(Catch me if you can)
Regia di Steven Spielberg
con Leonardo DiCaprio (Frank Abagnale, Jr.), Tom Hanks (Carl Hanratty), Christopher Walken (Frank Abagnale, Sr.), Martin Sheen (Roger Strong), Nathalie Baye (Paula Abagnale), Amy Adams (Brenda Strong), James Brolin (Jack Barnes), Brian Howe (Earl Amdursky), Frank John Hughes (Tom Fox), Steve Eastin (Paul Morgan), Jennifer Garner (Cheryl Ann), Ellen Pompeo (Marci).
PAESE: USA 2002
GENERE: Commedia
DURATA: 141’
Traumatizzato dal divorzio dei genitori, il giovane Frank Abagnale scappa di casa e, nel giro di cinque anni (1964 – 1969), guadagna milioni di dollari fingendosi pilota di aerei, medico, avvocato. Sulle sue tracce si mette Carl Hanratty, scafato agente federale sempre a un passo dall’acciuffarlo…
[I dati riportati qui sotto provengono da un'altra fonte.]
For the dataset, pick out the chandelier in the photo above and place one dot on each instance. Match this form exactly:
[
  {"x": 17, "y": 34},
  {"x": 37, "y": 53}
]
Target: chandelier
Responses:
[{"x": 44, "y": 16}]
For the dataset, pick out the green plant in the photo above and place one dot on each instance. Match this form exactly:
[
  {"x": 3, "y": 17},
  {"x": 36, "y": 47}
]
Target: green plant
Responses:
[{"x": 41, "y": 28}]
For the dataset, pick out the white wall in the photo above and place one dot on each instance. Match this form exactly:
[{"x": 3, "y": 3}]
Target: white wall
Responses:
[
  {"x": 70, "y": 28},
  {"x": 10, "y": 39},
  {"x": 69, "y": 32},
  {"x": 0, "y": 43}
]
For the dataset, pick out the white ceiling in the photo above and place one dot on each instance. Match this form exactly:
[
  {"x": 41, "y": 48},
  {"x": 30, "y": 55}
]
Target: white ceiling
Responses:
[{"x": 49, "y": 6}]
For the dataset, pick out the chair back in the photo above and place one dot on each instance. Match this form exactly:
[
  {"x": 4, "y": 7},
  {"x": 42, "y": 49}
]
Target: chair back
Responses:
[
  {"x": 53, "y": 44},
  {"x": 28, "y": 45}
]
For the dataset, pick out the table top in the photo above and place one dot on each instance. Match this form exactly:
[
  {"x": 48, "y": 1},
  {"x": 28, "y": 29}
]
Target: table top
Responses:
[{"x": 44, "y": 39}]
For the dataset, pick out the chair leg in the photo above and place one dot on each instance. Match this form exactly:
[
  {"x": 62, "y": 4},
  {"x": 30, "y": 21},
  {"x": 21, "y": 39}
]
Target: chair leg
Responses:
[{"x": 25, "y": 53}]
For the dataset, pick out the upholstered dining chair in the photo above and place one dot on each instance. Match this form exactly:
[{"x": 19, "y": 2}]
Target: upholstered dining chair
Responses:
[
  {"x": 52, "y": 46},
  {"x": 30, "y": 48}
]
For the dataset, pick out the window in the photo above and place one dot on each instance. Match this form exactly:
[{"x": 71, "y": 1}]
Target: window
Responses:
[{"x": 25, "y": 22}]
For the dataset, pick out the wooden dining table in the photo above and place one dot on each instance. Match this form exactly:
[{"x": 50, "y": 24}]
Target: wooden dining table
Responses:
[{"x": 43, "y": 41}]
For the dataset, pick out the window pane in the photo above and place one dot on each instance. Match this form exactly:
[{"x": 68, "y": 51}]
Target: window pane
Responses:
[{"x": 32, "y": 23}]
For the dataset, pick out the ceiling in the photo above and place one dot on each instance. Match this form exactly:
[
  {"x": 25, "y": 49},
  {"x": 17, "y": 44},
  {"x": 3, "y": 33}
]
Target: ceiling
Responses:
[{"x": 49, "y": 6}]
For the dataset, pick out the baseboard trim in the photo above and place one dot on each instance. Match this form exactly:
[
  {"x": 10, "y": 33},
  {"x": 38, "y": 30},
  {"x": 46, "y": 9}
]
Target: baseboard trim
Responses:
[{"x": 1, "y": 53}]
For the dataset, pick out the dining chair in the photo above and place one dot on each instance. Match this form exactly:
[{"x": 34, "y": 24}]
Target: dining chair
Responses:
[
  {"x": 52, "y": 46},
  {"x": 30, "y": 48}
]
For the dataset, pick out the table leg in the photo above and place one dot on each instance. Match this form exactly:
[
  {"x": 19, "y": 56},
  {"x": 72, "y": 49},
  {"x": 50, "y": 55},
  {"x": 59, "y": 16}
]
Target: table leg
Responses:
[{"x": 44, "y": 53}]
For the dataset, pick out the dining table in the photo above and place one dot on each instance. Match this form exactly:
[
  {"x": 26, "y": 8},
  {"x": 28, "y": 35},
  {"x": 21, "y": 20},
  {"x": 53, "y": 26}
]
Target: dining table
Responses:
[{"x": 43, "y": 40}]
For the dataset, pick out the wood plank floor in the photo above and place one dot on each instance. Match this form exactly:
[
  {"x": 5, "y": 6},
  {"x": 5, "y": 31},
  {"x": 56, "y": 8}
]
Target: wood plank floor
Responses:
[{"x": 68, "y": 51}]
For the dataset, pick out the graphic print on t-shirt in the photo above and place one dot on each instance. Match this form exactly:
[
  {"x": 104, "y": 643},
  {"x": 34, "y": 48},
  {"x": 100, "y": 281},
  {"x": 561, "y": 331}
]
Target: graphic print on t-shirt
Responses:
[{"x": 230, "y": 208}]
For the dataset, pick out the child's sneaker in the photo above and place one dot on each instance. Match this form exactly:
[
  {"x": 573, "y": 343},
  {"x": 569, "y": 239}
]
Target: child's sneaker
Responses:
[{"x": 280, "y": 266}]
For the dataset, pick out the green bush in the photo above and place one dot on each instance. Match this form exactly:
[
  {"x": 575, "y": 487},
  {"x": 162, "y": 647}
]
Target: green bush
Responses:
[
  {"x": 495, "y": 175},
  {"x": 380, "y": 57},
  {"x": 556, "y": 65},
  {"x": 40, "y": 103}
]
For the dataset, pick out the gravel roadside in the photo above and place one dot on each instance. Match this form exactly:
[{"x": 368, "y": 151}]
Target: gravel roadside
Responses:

Tratto dall’autobiografia dello stesso Abagnale, simpatica canaglia che nei secondi anni sessanta divenne uno dei ricercati più famosi di tutta l’America. La sceneggiatura di Jeff Nathanson si prende parecchie libertà rispetto alla “realtà dei fatti” – ammesso che essa sia quella narrata nell’autobiografia, visto che Abagnale fu un bugiardo cronico – e talvolta romanza un po’ troppo e vistosamente: ma, in fin dei conti, tutte le modifiche servono a fare del 22esimo film di Spielberg un film coerente con la sua poetica (le riflessioni sul rapporto padre/figlio, la solitudine degli opposti, il timore di diventare grandi). È un film sul mito tutto americano del “successo a qualsiasi prezzo”, meglio se raggiunto faticando il meno possibile. Ma è anche un film sul contrasto tra vero e falso, e su una nazione cui interessa soltanto relativamente la distinzione: l’importante è essersi fatti da soli, il come è un dettaglio che non interessa a nessuno. Il fatto che Abagnale riesca a diventare avvocato guardando Perry Mason alla tv, indica che si deve sempre apparire forti e preparati, poco importa se non lo si è per davvero. Spielberg ribalta il concetto di self made man e gira un film “politico” ma assai divertente, ironico e intelligente, ben ambientato nella mutevole America degli anni ’60 (notevole la fotografia pop del fidato Janusz Kaminski). Anche a livello stilistico è uno dei suoi film più riusciti: meno “virtuoso” di altri nelle scelte di regia, ma decisamente più compatto, armonioso, ben strutturato. Tanto che, nonostante la lunga durata, non ci si annoia per un solo secondo. Da non perdere i titoli di testa. Il finale è meno consolatorio di quanto potrebbe sembrare. Musiche – una volta tanto – non ampollose di John Williams. Hanks e DiCaprio confermano di essere due cavalli di razza, tra i più in gamba delle rispettive generazioni.